Once the Markov limits in the management of migration models are defined, the chapter introduces the homogeneous semi-Markov environment. The last tool that is presented is the non-homogeneous semi-Markov model. Real-life examples are also presented.

In Chapter 2, it is shown how it is possible to take into account simultaneously recurrence times, i.e. backward and forward processes at the beginning and at the end of the time in which the credit risk model is observed. With such a generalization, it is possible to consider what happens inside the time before and after each transition to provide a full understanding of durations inside states of the studied system. The model is presented in a discrete time environment.

Chapter 3 presents the application of recurrence times in credit risk problems. Indeed, the first criticisms of Markov migration models were on the independence of the transition probabilities with respect to the duration of waiting time inside states (see [CAR 94, DUF 03]). SMP overcomes this problem but the introduction of initial and final backward and forward times allows for a complete study of the duration inside states. Furthermore, the duration of waiting time in credit risk problems is a fundamental issue in the construction of credit risk models.

In this chapter, real data examples are presented that show how the results of our semi-Markov models are sensitive to recurrence times.

Some papers have outlined the problem of unsuitable fitting of Markov processes in a credit risk environment. Chapter 4 presents a model that overcomes all the inadequacies of the Markov models. As previously mentioned, the full introduction of recurrence times solves the duration problem. The time dependence of the rating evaluation can be solved by means of the introduction of non-homogeneity. The downward problem is solved by means of the introduction of six states. The randomness of waiting time in the transitions of states is considered, thus making it possible to take into account the duration completely inside a state. Furthermore, in this chapter, both transient and asymptotic analyses are presented. The asymptotic analysis is performed by using a mono-unireducible topological structure. At the end of the chapter, a real data application is performed using the historical database of Standard & Poor’s as the source.

Chapter 5 presents a model to describe the evolution of the yield spread by considering the rating evaluation as the determinant of credit spreads. The underlying rating migration process is assumed to be a non-homogeneous discrete time semi-Markov non-discounted reward process. The rewards are given by the values of the spreads.

The calculation of the total sum of mean basis points paid within any given time interval is also performed.

From this information, we show how it is possible to extract the time evolution of expected interest rates and discount factors.

In Chapter 6, a discrete time non-homogeneous semi-Markov model for the rating evolution of the credit quality of a firm C is considered (see [D’AM 04]).
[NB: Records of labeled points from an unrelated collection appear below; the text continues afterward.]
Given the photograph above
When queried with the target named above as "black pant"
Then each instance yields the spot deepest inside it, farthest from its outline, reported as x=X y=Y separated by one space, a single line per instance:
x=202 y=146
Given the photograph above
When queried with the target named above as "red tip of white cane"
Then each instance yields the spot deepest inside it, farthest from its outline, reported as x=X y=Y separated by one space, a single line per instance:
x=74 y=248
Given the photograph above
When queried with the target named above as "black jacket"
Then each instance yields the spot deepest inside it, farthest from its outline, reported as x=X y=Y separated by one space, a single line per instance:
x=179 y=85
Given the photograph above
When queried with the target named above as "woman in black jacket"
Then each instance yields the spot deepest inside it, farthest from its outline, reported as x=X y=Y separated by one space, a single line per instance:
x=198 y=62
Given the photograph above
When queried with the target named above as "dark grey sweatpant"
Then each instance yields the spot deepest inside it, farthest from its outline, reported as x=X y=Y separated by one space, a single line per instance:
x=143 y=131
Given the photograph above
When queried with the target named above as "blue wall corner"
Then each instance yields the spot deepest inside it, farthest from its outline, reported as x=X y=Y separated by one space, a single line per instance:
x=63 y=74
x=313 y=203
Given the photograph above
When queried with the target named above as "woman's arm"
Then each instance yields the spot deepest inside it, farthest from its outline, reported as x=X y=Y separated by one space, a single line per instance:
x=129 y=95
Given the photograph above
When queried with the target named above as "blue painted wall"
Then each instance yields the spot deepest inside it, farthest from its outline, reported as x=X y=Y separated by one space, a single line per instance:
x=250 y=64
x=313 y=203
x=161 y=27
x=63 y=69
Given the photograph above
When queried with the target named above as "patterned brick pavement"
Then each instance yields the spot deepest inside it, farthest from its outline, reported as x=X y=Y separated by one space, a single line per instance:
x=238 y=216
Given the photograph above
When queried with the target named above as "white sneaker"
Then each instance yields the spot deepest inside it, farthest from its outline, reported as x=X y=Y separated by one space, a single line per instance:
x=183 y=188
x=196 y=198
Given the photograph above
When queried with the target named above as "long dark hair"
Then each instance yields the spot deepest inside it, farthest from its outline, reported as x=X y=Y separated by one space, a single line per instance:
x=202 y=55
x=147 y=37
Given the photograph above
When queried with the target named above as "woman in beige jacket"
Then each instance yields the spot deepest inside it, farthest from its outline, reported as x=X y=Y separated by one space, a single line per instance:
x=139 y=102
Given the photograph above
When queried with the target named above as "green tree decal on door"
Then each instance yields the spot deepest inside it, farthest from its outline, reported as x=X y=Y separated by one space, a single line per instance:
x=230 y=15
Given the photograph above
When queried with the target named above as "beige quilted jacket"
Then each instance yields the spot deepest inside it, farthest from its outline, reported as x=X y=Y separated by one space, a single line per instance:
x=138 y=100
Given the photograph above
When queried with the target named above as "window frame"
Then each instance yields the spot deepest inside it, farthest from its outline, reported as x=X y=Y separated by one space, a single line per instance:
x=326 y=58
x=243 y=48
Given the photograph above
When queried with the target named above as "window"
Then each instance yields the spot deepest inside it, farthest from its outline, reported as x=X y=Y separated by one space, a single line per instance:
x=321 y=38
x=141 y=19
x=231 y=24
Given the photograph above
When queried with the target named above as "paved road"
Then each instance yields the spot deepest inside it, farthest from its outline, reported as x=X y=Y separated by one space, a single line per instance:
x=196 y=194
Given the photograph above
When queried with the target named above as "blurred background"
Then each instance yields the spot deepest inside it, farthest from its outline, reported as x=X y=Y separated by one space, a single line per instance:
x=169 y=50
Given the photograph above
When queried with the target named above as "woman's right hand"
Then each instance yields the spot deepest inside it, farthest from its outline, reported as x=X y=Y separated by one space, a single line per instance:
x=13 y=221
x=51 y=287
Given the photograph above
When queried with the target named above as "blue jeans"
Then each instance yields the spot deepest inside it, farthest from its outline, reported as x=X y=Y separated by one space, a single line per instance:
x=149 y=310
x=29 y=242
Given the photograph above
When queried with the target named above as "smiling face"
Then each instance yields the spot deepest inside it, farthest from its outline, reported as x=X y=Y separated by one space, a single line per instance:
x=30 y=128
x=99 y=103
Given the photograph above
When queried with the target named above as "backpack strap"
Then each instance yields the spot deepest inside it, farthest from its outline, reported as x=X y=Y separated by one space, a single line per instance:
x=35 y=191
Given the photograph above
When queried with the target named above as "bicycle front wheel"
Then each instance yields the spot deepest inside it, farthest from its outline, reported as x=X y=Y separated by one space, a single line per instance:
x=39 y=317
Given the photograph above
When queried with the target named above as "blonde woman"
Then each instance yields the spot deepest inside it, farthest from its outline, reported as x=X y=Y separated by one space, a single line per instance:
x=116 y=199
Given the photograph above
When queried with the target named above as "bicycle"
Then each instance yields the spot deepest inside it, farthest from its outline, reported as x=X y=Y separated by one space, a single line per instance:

The credit default swap spread for a contract between two parties, A and B, that sell and buy a protection about the failure of the firm C is determined. The work, both in the case of deterministic and stochastic recovery rate, is calculated. The link between credit risk and reliability theory is also highlighted.

Chapter 7 details two connected problems, as follows:

In Chapter 8, as in the previous chapters, the credit risk problem is placed in a reliability environment. One of the main applications of SMPs is, as it is well known, in the field of reliability. For this reason, it is quite natural to construct semi-Markov credit risk migration models.

This chapter details the first results that were obtained by the research group by the application of Monte Carlo simulation methods. How to reconstruct the semi-Markov trajectories using Monte Carlo methods and how to obtain the distribution of the random variable of the losses that the bank should support in the given horizon time are also explained in this chapter. Once this random variable is reconstructed, it will be possible to have all the moments of it and all the variability indices including the VaR. As it is well known, the VaR construction represents the main risk indicator in the Basel I–III committee agreements.